Sekadar untuk "tes wawasan keDAYAKan, kiranya perlu diketahui. Bahwa yang disebut "Dayak Basap", tidak pernah menyebut diri demikian. Itu sebutan orang luar. Mereka menamakan diri sebagai: Dayak Ahi atau Asi'i.  Mengacu ke asli, ke kehidupan menyatu dengan alam. Salah satu kemahirannya adalah membuat api yang tentu ada asapnya, sehingga disebut: Dayak Basap.

Bagi saya, Isran Noor ini fenomenal. Saya telah mengendus di medos, bahwa ada sebagian yang  menginginkan Presiden MADN harus "asli", tidak KW-2, apalagi KW-3. Kiranya, Deklarasi Bengkayang 2017 penting dicamkan: Siapa pun yang menitis darah Dayak, adalah Dayak. Maka "asli" dan KW ini akan jadi isu yang meramaikan Munas V MADN. Di internal MADN sendiri, ada politik. Kita lihat saja nanti, isu ini bisa digosok. Sedemikian rupa, sehingga menjadi pertimbangan mengenai: Dibawa ke mana suku-bangsa Dayak dengan populasi 7 , 6 juta hari ini?

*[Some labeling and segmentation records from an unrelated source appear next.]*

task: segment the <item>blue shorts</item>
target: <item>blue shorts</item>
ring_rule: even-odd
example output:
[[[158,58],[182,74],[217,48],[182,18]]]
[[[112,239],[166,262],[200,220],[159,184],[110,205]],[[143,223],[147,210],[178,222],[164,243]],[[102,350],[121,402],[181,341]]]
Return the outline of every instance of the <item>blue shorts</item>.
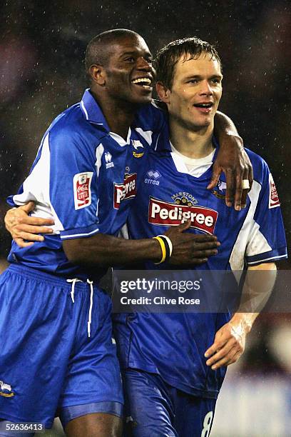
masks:
[[[10,266],[0,276],[0,419],[50,428],[56,413],[65,426],[121,416],[111,312],[96,286]]]
[[[128,368],[123,373],[124,437],[208,437],[216,399],[198,398],[159,375]]]

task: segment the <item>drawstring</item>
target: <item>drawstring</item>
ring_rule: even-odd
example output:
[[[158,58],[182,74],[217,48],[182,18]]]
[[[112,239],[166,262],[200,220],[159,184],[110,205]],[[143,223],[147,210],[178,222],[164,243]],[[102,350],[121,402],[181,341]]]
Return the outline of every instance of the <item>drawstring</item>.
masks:
[[[88,283],[90,286],[90,308],[89,308],[89,316],[88,317],[88,323],[87,323],[88,336],[90,337],[92,307],[93,307],[93,281],[89,281],[88,279],[87,279],[87,283]]]
[[[75,283],[76,282],[82,282],[81,279],[78,279],[78,278],[74,278],[73,279],[67,279],[67,282],[72,283],[72,289],[71,290],[71,298],[72,299],[73,303],[75,303]]]
[[[78,278],[74,278],[73,279],[67,279],[67,282],[71,283],[72,289],[71,290],[71,298],[72,299],[73,303],[75,303],[75,284],[76,282],[83,282],[81,279],[78,279]],[[90,286],[90,306],[89,306],[89,314],[88,316],[88,323],[87,323],[87,331],[88,336],[90,338],[91,333],[91,324],[92,321],[92,308],[93,308],[93,281],[90,281],[87,279],[87,283]]]

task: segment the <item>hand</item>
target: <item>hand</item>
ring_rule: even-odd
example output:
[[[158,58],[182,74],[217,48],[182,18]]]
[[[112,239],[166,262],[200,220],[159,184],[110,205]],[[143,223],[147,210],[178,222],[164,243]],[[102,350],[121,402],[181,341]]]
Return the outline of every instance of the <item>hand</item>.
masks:
[[[200,235],[185,233],[191,221],[173,226],[165,232],[173,244],[169,263],[174,266],[197,265],[205,263],[209,256],[216,255],[220,243],[214,235]]]
[[[233,199],[235,209],[240,211],[245,208],[247,193],[252,185],[252,166],[245,151],[242,140],[240,136],[227,136],[227,146],[220,146],[216,161],[213,164],[211,181],[207,187],[213,189],[218,184],[219,176],[224,171],[226,176],[225,204],[231,206]],[[242,190],[242,181],[248,179],[250,189]]]
[[[44,241],[44,238],[38,233],[51,233],[53,230],[46,226],[53,225],[53,220],[31,217],[28,214],[34,209],[34,202],[9,209],[5,216],[5,226],[14,241],[20,247],[27,247],[34,244],[33,241]],[[24,240],[31,242],[26,243]]]
[[[230,320],[215,334],[213,344],[206,351],[206,364],[213,370],[235,363],[245,351],[245,337],[249,331],[242,321]]]

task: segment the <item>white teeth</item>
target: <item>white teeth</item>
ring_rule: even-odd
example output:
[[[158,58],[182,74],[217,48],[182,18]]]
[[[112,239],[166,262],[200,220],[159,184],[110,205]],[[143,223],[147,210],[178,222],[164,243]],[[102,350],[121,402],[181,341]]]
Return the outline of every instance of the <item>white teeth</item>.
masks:
[[[134,79],[134,81],[132,81],[133,84],[141,84],[141,82],[143,83],[146,83],[148,85],[150,85],[151,84],[151,80],[149,79],[148,77],[142,77],[138,79]]]

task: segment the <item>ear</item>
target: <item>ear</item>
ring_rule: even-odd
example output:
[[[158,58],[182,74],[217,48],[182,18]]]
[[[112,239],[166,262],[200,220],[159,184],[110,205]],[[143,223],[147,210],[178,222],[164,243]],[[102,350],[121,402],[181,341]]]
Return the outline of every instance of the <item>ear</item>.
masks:
[[[101,65],[91,65],[89,69],[92,81],[98,85],[104,86],[106,84],[106,73],[104,68]]]
[[[157,82],[155,89],[160,100],[165,104],[170,103],[170,90],[162,82]]]

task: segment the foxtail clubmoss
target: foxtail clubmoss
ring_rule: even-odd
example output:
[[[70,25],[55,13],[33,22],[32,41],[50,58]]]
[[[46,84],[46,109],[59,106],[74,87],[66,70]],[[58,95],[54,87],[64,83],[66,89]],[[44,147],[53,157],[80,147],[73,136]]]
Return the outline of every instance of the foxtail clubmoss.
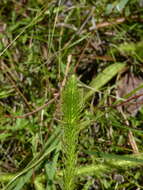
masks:
[[[75,189],[79,120],[82,110],[82,96],[77,83],[76,76],[72,75],[62,92],[64,190]]]

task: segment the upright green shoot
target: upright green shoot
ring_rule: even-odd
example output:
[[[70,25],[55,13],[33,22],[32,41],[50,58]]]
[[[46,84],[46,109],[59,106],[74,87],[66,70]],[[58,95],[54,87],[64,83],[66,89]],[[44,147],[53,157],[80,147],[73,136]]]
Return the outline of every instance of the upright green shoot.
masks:
[[[64,190],[75,189],[79,120],[82,110],[77,79],[72,75],[62,93]]]

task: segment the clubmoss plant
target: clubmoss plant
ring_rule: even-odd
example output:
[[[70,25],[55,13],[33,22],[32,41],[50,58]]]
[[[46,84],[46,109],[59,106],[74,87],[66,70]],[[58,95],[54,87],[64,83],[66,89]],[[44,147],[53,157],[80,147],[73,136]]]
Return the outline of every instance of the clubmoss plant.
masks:
[[[82,110],[81,97],[77,78],[72,75],[62,93],[64,190],[75,189],[79,120]]]

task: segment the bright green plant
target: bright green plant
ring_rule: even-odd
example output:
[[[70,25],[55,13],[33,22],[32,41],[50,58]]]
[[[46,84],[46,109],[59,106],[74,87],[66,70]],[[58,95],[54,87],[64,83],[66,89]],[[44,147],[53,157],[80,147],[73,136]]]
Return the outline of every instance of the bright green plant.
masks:
[[[77,163],[77,144],[79,134],[79,120],[82,110],[81,94],[77,86],[77,79],[72,75],[63,90],[63,156],[64,156],[64,190],[75,189],[75,175]]]

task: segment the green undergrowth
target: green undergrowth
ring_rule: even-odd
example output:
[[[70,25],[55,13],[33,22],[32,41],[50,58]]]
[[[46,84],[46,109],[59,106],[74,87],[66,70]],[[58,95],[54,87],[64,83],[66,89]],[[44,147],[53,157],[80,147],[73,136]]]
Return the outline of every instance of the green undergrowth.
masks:
[[[142,189],[143,109],[118,105],[143,84],[116,93],[143,76],[142,1],[0,7],[0,189]]]

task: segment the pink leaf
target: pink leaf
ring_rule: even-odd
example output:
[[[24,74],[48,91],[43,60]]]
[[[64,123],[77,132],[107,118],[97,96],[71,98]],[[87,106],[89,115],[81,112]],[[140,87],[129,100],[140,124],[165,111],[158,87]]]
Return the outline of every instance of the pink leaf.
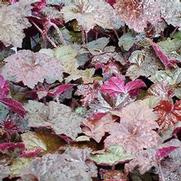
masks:
[[[154,42],[151,41],[151,45],[157,55],[166,68],[173,68],[176,65],[176,60],[169,59],[169,57],[161,50],[161,48]]]
[[[71,89],[72,87],[73,87],[72,84],[59,85],[58,87],[55,87],[53,90],[49,91],[48,94],[51,96],[59,96],[60,94]]]
[[[33,158],[38,156],[41,153],[42,149],[38,148],[36,150],[31,150],[31,151],[23,151],[20,157],[24,158]]]
[[[125,89],[132,95],[137,94],[138,89],[141,87],[146,87],[146,84],[142,80],[134,80],[128,82],[125,86]]]
[[[13,112],[19,114],[22,117],[24,117],[24,115],[26,114],[26,111],[23,108],[22,104],[16,100],[13,100],[11,98],[4,98],[1,99],[0,102],[8,106]]]
[[[9,94],[9,84],[3,78],[3,76],[0,75],[0,99],[5,98],[8,94]]]
[[[106,0],[106,2],[113,6],[116,3],[116,0]]]
[[[167,157],[172,151],[174,151],[175,149],[177,149],[178,147],[176,146],[168,146],[168,147],[163,147],[157,150],[155,157],[157,159],[162,159]]]
[[[142,80],[137,79],[125,84],[123,78],[112,77],[102,85],[101,91],[110,96],[116,96],[120,93],[133,93],[141,87],[146,87]]]

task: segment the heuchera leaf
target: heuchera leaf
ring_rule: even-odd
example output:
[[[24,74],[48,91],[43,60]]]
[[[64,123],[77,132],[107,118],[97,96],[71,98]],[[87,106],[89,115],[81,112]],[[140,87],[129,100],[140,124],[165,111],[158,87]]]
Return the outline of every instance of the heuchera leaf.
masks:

Appendix-nya: Cukup musykil untuk menepis tidak ada interest pribadi maupun kelompok mengusung sang gubernur. Kemurnian posisi Presiden MADN untuk keDAYAKan akan diuji betul. Di sini Isran Noor bisa jadi kartu AS, sekaligus kartu mati.

8. Terakhir, tapi tidak kalah penting, adalah adagium ini: untuk membangun moral, diperlukan modal. Siapa yang dianggap kuat potensinya di dalam upaya membangun moral ini, peluang terpilihnya juga besar.

Senarai nama calon Presiden MADN yang berikutnya, setelah Cornelis, bukan harga-mati. Ia bisa berdinamika dalam Munas. Di internal MADN sendiri, terjadi politik. Bahkan bisa jadi, muncul nama di luar 13 kandidat kita itu nanti.

Namun, minimal dengan hasil survei, kita mafhum. Dan bisa mulai membaca peta.

Sebagai penutup, sedikit penerawangan, setelah mengamati fenomena pra-Munas yang mulai panas. Jika forum sepakat Presiden MADN ke-3 giliran Kaltim, maka Yapan dan Isran akan bersaing ketat.

Sekadar memetakan dukungan, sekaligus kekuatan keduanya.

Yapan digadang dan didukung kalangan milenial, terutama Gerdayak di Kaltim. Sebagai gerakan anak muda, jangan pernah diremehkan kekuatan mereka ini. Sebab ikut Munas sebagai peserta dan punya hak suara memilih. Mereka menggunakan kekuatan media (sosial) untuk mempengaruhi publik. Bisa jadi, di arena Munas, pressure mereka ini makin kuat mempengaruhi.

 Isran Noor didukung kalangan tua, politisian Dayak, intelektual serta disangga oleh kalangan penguasa dan pengusaha. Punya kekuatan modal dan pengalaman.

Siapa di antara keduanya yang menang?

Kita tunggu jawabannya, di akhir Munas.